Dia menilai peristiwa ini juga harus menjadi peringatan bagi dukcapil agar bisa mengamankan data kependudukan. Perlu dipikirkan lebih jauh terkait pengamanan enkripsi pada data penduduk
Peristiwa ini juga membuat pengamanan sistem IT KPU dipertanyakan. Apalagi 2020 ada agenda pilkada, jangan sampai ini menjadi isu tersendiri bagi KPU. Selama ini sistem IT KPU selalu dijadikan rujukan saat hitung cepat hasil pemilu maupun pilkada.
(Baca: Akademisi Ungkap Penyebab RI Rawan Zoomboombing hingga Kebocoran Data)
“Kita tentu khawatir, setiap gelaran pemilu dan pilkada KPU selalu mendapat ancaman untuk diretas. Bagi dukcapil kerawanan ini harus menjadi catatan penting untuk waspada, jangan sampai sistem ditembus dan peretas bisa memodifikasi sesuka mereka,” tegas Pratama.
Namun dia juga melihat ada kemungkinan data yang disebar memang sebelumnya sudah ada di publik. Karena data pemilu 2014 sudah lama tersebar di forum internet. Seluruh data DPT ternyata juga di share ke beberapa stakeholder KPU.
Tetapi kalau melihat isi folder DPT DIY yang ikut dipublikasikan, ada kemungkinan memang si peretas bisa masuk ke sistem IT KPU atau sistem IT stakeholder KPU yang juga memiliki data ini.
Untuk memastikannya Pratama mendesak agar sistem IT KPU diaudit keamanan informasinya (digital forensic) untuk menjawab isu kebocoran data ini. Audit ini juga bisa menemukan sebab dan celah kebocoran sistem kalau memang ada.
(Baca: Pencurian Data Pengguna E-Commerce Kian Marak)
“Karena kalau pelaku bisa masuk ke server KPU, ada kemungkinan tidak hanya DPT yang mereka ambil, tapi juga bisa mengakses hasil perhitungan Pemilu. Secara teknis kalau peretas bisa mencuri data, ada kemungkinan juga bisa merubah data. Sangat bahaya sekali apabila hasil pemungutan suara pemilu diubah angkanya,” ujarnya.
Data Tersebar di RaidForums.com dan Telah Diunduh 100 User
Adapun data yang disebar di forum internet mencakup nama, jenis kelamin, alamat, nomor KTP dan KK, tempat tanggal lahir, usia, status lajang atau menikah. Data yang disebar pelaku adalah data 2013, setahun sebelum pemilu 2014, sebagian besar data pemilih DIY.

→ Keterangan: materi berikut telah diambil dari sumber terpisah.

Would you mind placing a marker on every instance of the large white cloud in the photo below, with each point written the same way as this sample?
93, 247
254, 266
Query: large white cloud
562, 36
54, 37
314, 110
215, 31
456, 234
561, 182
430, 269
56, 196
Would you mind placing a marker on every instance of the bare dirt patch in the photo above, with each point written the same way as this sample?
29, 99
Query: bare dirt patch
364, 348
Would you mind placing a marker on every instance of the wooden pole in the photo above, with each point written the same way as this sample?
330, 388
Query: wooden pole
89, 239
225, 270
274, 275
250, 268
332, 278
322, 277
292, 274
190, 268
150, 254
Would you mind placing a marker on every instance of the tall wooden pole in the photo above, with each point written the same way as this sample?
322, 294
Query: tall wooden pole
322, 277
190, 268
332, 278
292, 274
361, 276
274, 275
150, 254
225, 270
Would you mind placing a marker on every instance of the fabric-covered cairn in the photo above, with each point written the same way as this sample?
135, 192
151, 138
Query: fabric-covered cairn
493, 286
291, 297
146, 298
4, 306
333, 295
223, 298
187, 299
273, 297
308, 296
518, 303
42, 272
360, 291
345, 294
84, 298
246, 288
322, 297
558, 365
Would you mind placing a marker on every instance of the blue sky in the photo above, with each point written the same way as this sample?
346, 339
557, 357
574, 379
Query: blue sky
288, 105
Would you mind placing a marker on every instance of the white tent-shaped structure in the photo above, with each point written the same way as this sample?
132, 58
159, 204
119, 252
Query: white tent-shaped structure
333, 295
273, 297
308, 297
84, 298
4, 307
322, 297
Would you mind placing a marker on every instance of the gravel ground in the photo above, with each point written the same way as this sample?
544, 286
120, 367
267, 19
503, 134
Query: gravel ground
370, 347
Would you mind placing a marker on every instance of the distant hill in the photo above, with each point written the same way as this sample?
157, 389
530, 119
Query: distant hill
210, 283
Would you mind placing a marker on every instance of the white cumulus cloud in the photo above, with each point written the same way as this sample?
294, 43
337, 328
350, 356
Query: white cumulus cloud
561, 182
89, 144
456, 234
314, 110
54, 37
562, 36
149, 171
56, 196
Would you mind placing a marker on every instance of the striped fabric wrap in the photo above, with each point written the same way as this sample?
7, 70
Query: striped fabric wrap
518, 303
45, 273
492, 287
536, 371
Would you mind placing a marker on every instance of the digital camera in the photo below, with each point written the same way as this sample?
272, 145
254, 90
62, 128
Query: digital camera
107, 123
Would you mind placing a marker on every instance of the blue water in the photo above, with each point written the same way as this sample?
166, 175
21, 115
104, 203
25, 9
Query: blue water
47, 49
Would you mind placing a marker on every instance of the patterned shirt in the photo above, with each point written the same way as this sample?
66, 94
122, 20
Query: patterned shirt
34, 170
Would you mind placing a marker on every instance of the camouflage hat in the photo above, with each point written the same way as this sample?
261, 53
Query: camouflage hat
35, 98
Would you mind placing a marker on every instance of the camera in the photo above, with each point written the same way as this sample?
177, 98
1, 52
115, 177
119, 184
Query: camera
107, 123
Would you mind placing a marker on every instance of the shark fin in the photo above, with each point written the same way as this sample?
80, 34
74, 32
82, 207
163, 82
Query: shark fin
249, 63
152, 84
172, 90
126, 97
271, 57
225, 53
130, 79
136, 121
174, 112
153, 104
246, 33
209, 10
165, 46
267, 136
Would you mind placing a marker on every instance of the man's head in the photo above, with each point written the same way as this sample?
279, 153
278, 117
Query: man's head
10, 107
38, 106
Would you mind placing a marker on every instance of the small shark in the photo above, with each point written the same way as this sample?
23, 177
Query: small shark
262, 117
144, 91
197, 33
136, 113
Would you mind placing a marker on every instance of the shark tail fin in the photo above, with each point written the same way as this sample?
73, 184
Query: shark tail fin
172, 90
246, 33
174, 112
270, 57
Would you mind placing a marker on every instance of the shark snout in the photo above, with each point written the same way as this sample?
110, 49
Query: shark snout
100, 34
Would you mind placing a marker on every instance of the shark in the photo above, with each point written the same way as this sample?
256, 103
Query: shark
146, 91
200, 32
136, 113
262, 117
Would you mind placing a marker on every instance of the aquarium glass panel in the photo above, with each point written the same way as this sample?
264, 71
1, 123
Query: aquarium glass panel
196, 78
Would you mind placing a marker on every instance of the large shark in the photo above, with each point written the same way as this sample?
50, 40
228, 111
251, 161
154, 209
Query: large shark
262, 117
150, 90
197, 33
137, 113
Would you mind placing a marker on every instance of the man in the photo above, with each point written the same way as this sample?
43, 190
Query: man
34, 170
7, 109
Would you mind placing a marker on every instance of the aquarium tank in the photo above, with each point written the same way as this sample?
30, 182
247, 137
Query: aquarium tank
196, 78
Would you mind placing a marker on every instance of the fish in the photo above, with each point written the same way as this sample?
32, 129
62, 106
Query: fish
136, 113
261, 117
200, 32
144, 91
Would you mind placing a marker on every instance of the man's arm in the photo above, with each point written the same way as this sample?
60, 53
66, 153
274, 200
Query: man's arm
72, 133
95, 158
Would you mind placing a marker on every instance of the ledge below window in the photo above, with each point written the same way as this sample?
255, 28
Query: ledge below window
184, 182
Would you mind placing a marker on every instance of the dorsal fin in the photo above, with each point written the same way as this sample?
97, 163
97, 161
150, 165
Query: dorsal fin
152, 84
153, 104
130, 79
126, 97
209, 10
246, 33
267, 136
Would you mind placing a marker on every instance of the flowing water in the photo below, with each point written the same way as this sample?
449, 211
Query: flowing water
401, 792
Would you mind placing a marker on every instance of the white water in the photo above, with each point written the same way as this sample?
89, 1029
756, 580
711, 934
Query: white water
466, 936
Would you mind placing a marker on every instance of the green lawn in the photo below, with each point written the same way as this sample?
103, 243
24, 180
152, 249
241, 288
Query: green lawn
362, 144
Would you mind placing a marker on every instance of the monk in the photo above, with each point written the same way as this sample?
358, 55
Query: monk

Kebocoran data ini dikabarkan oleh akun twitter @underthebreach dan sempat tersebar di Raid Forums yang bisa diunduh oleh anggota forum tersebut secara gratis. Adapun akun yang menyebarkan data pemilih di Raid Forums bernama Arlinst.
(Baca: DPR Khawatir Data Warga yang Ikut Rapid Test dan PCR Disalahgunakan)
Walaupun saat ini jika dicek kembali, halaman yang dibuat oleh Arlinst ini sudah hilang. Namun data sudah diunduh oleh sekitar 100 akun. Untuk menunduh data tersebut, setiap akun harus memiliki minimal 8 kredit. Setiap 30 kredit dapat dibeli seharga 8 euro via paypal.